Ailemle yine kavga etmeme umuduyla bugün yeniden deneyecektim. Kalkıp aynanın önüne geçtim, yine ve yine iğrenç görünüyordum. Dünyadaki en basit kızdım, hiç bir özelliğim yoktu. Düz saçlarım ve gözlerim kahverengi, boyum 1,63 ve 48kilo, buna rağmen diğerlerinizin aksine küçük göğüslerim gereğinden fazla büyük kalçam vardı. Yeni uyandığım için yüzüm şişmiş, fazla kilolu gözüküyordum. Ben buydum işte. Hiç bir özeliğim yok. Ne mavi gözlerim, ne büyüleyici saçlarım, ne güzel bir fiziğim, ne etkileyici yüzüm vardı. Haksızlık dedim içimden.

Aynanın karşısında kendime son defa bakıp giyinme odama doğru ilerledim.

Sırıtarak "Bugün ne giysem" dedim. Sanki çok önemli bir detaymış gibi. Ben güzel giyinsem ne olacaktı, bir kere denemiş ve hayal kırıklarıyla dolmuş dersimi almıştım. Bir hatayı bir kere yapan bir insan olmuşumdur hep.

Elime siyah pantolon ve beyaz tişört alıp tek ait hissettiğim, sırdaşım, güzel odamdan ayrıldım. Aşağı inip mutfakta bulunan anne ve babamın yanına ilerledim.

"Günaydın"

Babamın sesiyle ona döndüm. Hafif baş sakladıktan sonra konuya yine ve yine nasıl gireceğimi düşündüm.

"Günaydın Işıl"

Annemin uyarıcı sesiyle ona baktım, göz devirip yerimde kıpırdandım. Tam ağzımı açıp konuya girecekken Nida neşe ile girdi.

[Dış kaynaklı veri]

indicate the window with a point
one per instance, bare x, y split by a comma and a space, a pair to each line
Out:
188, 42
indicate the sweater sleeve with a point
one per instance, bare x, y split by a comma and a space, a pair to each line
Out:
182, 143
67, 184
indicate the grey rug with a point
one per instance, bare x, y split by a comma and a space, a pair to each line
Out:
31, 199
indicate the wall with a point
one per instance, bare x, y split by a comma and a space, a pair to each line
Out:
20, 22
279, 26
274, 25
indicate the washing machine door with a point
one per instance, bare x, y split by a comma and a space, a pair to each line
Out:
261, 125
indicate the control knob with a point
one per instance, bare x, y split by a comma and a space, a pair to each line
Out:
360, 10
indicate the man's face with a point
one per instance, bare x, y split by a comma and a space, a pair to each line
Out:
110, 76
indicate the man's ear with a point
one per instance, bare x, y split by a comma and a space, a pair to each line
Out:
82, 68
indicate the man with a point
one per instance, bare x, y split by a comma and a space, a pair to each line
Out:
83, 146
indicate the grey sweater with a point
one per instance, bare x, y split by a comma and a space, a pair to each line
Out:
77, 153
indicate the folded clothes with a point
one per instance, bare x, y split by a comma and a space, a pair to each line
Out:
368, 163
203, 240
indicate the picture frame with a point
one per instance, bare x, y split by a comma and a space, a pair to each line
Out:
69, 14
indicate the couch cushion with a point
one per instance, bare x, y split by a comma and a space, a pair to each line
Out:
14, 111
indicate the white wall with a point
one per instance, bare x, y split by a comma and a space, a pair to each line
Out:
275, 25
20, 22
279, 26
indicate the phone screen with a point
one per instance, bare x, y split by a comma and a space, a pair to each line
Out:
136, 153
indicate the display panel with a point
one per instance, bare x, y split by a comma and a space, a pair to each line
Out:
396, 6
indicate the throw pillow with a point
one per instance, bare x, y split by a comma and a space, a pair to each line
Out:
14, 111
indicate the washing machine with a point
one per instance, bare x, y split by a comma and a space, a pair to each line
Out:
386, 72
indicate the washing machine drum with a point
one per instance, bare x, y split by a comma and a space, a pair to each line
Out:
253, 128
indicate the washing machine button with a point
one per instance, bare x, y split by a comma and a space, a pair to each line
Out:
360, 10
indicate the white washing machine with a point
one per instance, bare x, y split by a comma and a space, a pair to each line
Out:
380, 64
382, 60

"Günaydın ey ahali" annemin ve babamın yanağından öpüp kahvaltı yapmaya başladı.

Yeniden hazırlanıp konuya girdim.

"Anne, Baba, ben..." Babam sözümü kesti, gülümseyerek yumuşak bir sesle konuştu.

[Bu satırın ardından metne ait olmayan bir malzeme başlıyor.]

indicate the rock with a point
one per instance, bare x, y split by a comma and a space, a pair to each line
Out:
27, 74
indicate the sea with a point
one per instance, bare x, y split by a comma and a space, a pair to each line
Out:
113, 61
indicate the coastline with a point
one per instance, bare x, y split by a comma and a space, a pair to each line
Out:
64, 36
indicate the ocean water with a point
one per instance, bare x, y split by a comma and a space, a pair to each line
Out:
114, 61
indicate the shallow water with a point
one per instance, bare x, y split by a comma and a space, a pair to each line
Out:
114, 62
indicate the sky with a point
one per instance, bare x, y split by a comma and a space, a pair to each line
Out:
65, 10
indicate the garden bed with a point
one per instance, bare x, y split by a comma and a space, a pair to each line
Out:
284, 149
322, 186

"Nida, hangi derslere gireceksin bugün ? Çıkışta almanı ister misin, hem gelirken markete uğrayıp istediğin kadar çikolata alırız"

Nidanın yüzünde büyük bir gülümseme yayıldı "Çok isterim babacığım, hem uzun zamandır beraber vakit geçirmemiştik başka şeylerde yaparız. Abla sende gelmek ister misin ? "

Annem hemen atlatıp "yok canım kızım siz babanla ikiniz gidin,baba kız, ablan istemez hem işleri vardır"

İşte yine başlıyoruz. Halbuki kavga etmek istemiyordum bugün.

"Gitmek isteyip istemeyeceğime benim yerime sen mi karar vereceksin anne" Annem ve babam kaşlarını çatıp sinirle bana bakarken  Nida mahcup bir ifadeyle bakıyordu. Bana acıyordu. " ben kızınız değil miyim neden gitmek istemeyeyim ! Varsa yoksa Nida !" Diye bağırdım. Onu kıskanmıyordum. Ona gösterdikleri ilginin yüzde birini de olsa bana göstermelerini istiyordum.

Babam sinile konuştu "Işıl sesinin yükseltme! Karşında okul arkadaşların oturmuyor senin !"

Sözleriyle gülüp ayağı kalktım "hangi okul arkadaşı ha ? size her şeyi anlatıyorum, bana yardım etmeniz gerekirken beni dinlemiyorsunuz bile, okul değiştirmek istiyorum işte !Nida ne isterse o olsun ama Işıl'a gelince nerdesiniz ?!"

"Bu kadar yeter Işıl çok ileri gidiyorsun. Kıskanmaların artık çok oluyor kendine gel !" Diye bağırdı.

Onu kıskanmıyorum ! O benim kardeşim. Eskiden birbirimizi çok severdik. Bizi onlar uzaklaştırdı.